ARD-Sonntagskrimi: Der Rostock-»Polizeiruf« im Schnellcheck - DER SPIEGEL
Sehnsucht an der Schmerzgrenze, Kapitalismuskritik mit der Wumme: Der »Polizeiruf« zeigt eine ausgebeutete Seele auf dem Rachefeldzug. Beste Medizin gegen die Corona-Lethargie.
»Polizeiruf«-Ermittler König (Anneke Kim Sarnau) und Bukow (Charly Hübner): Wie viele Banker bringt Sabine noch um?
Foto: Christine Schroeder / NDR
Das Szenario:
Komasaufen und Klassenkampf rund um Rostocks Docklands: Die Arunia-Werft steht kurz vor der Abwicklung, weil sie den Investoren nicht genug Rendite abwirft. Kantinenkraft Sabine (Luise Heyer), die als Aufstockerin auf der Werft arbeitet, beginnt nach einem Tag der Demütigungen mit der Bewaffnung. Bukow (Charly Hübner) und König (Anneke Kim Sarnau) haben noch einen schweren Kater von dem Besäufnis, das sie zu Ehren von Bukows frisch verstorbenem Vater veranstaltet haben. Mit dickem Schädel zählen sie die Leichen, die Sabine auf ihrem Rachefeldzug hinterlässt.
Der Clou:
Mitgefühl für eine Mörderin. »Sabine«, so der schöne Titel dieses »Polizeirufs«, ist eine hochambivalente Angelegenheit, denn das Publikum wird über Strecken rigoros in die Perspektive der Täterin gezwungen. Die begeht ihre Bluttaten nicht im Affekt, sondern um Genugtuung zu erfahren. Abel Ferraras Selbstermächtigungsklassiker »Die Frau mit der 45er Magnum« aus dem Jahr 1981 lässt grüßen. Glanzleistung von Heyer, die zuvor in der Rolle einer Pornodarstellerin im Münchner »Tatort« gezeigt hat, wie man riskante Episodenrollen in riskanten Sonntagskrimis souverän absolviert.

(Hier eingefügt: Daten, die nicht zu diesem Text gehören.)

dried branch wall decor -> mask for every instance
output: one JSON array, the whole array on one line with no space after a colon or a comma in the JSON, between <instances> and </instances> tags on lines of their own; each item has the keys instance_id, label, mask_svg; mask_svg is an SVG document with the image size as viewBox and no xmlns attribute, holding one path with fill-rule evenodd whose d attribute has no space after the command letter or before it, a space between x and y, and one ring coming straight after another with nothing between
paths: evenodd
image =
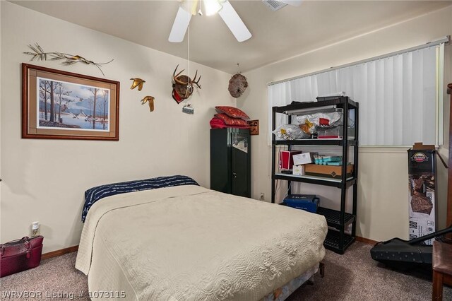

Luise Heyer als Sabine: riskanter Auftritt, würdevoll absolviert
Foto: Christine Schroeder / NDR
Das Bild:
Das Leuchten in den Augen von Sabine nach ihrem ersten Mord. Wie glücklich die Gedemütigte auf einmal aussieht!
Der Dialog:
Das Ermittlerteam rätselt darüber, wie es die untergetauchte Sabine aufspüren könnte.
Bukow: »Wo finden wir die?«
König: »Keine Chance. Sabine ist keine Amokläuferin, sie ist eine Serienmörderin. Das heißt, sie tötet nicht beliebig, sie tötet nach ihrem eigenen System.«
Bukow: »Jeder, der für sie ein Arschloch ist, muss sterben.«
Der Song:
»Ohne Dich (schlaf' ich heut' Nacht nicht ein)« von der Münchener Freiheit. »Auf dich, Vadder«, sagt Bukow auf der Saufparty zu Ehren des Toten und reckt den Arm mit dem Schnapsglas in die Höhe, während aus den Boxen dieser hochtourige Sehnsuchtsklassiker läuft. Dann tanzen Bukow und König, als wären sie die letzten Menschen auf der Welt. Discofox kurz vor dem Delirium.